North Korea to convene parliament, anti-epidemic meeting amid zero COVID-19 claim

North Korea to convene parliament, anti-epidemic meeting amid zero COVID-19 claim

SEOUL: Northern Korea will convene two key meetings, including one to review the country’s anti-epidemic policy, in arriving weeks, state press said on Monday (Aug 8), as it claims no new COVID-19 cases given that late July.
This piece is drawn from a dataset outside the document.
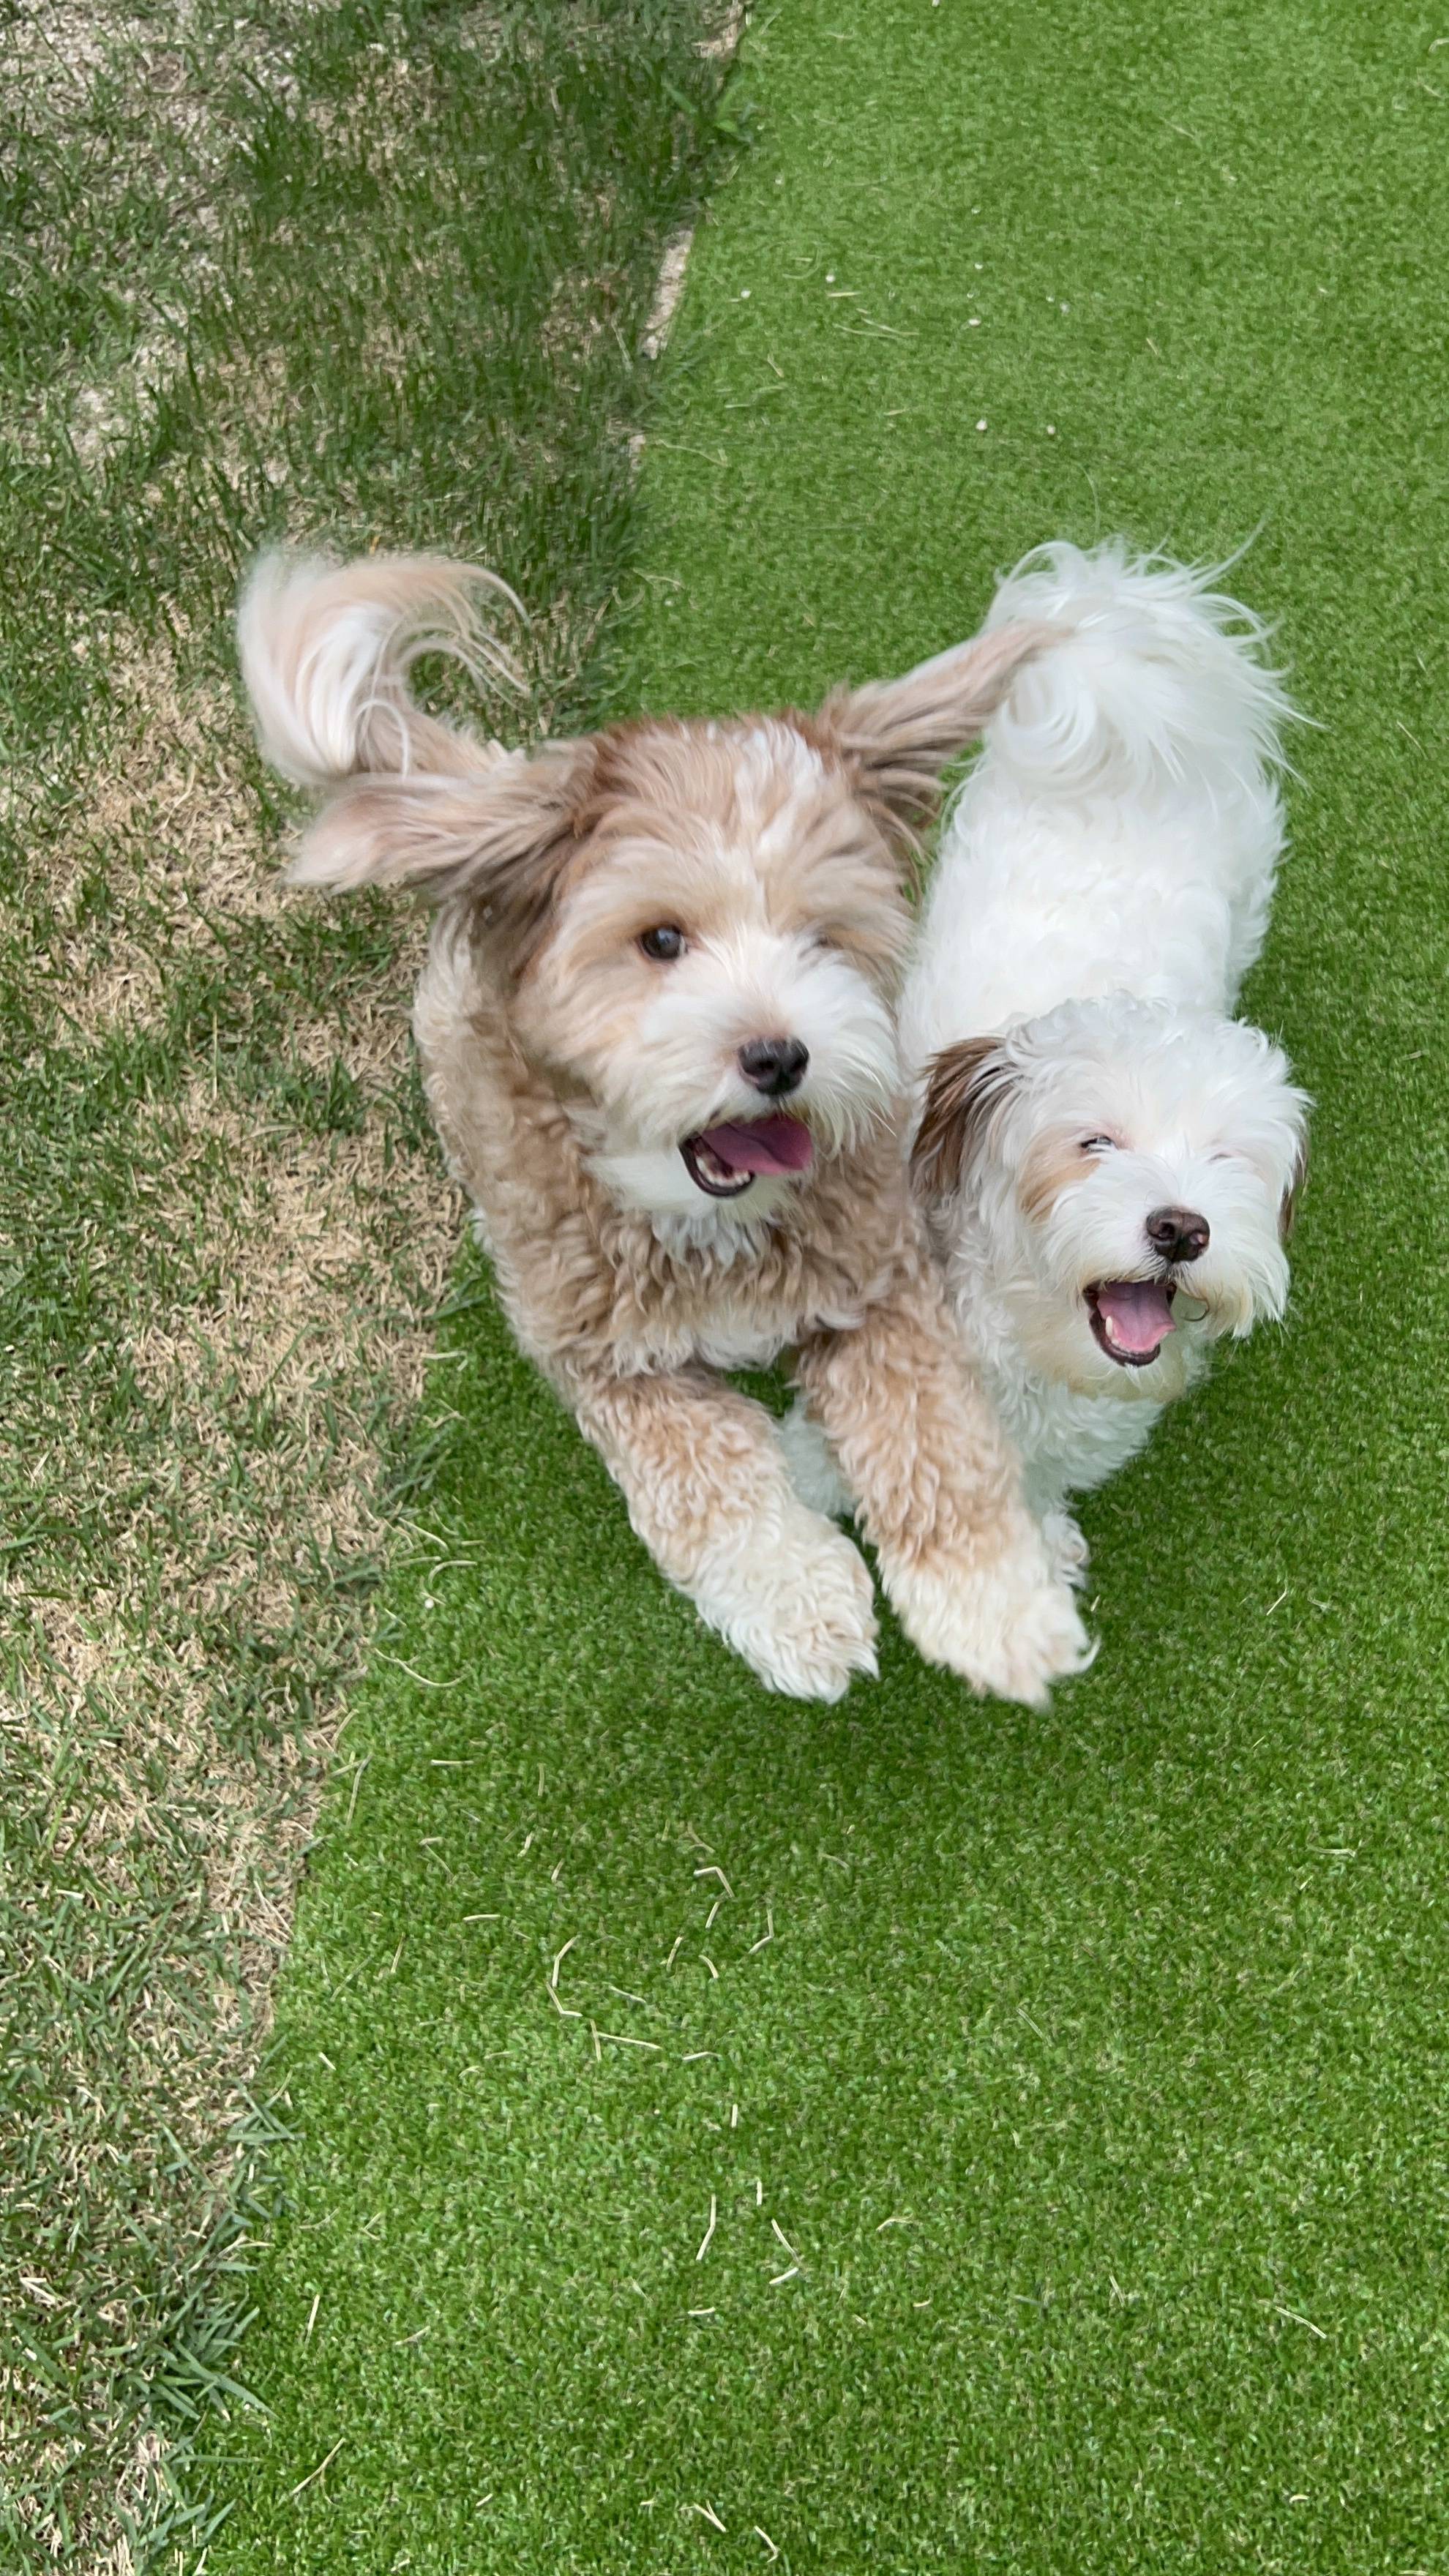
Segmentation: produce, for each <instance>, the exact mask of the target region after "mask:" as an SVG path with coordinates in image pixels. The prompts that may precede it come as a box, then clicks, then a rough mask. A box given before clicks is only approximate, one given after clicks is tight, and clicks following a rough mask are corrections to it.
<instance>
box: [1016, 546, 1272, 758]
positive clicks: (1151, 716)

The North Korean Supreme Individuals Assembly (SPA), the particular state’s parliament, will meet on Sep 7 to discuss law on rural advancement and organisational matters, according to the official KCNA.

Separately, North Korea decided to keep a national meeting for emergency anti-epidemic review early August “to confirm the brand new orientation” in its policy.

The COVID-19 meeting comes as Northern Korea has said a week ago all of its patients with fever possess recovered, marking the end from the first wave from the coronavirus pandemic since its admission of the trojan outbreak in mid-May.

The reclusive country has never verified how many people were infected with COVID-19. However it said around four. 77 million fever patients have fully recovered and 74 have died given that late April.

North Korea’s parliament rarely meets plus usually serves to approve decisions on issues that have been created by the state’s powerful Workers’ Party, associates of which form the majority of the assembly.

The decision to convene the parliament arrived at a plenary conference of the SPA’s position committee on Weekend, KCNA said.

At the weekend conference, the participants followed the law on medicines to establish a “strict system” to promote general public health, among some other issues.

Some other matters on the table included revising the aeronautical development law “to further legalise the activities” in the field and adopting the “law of self-guard” to determine what it calls “all-people self-guard system” to safeguard people’s life and property, KCNA mentioned, without elaborating.

Space launches possess long been a sensitive issue on the Korean peninsula, where North Korea faces international sanctions over its nuclear-armed ballistic missile programme.

Within March, North Korea’s leader Kim Jong Un called for expanding its space skyrocket launch site to advance its space ambitions, after South Korea and the United States arrested it of assessment a new intercontinental ballistic missile under the guise of space advancement.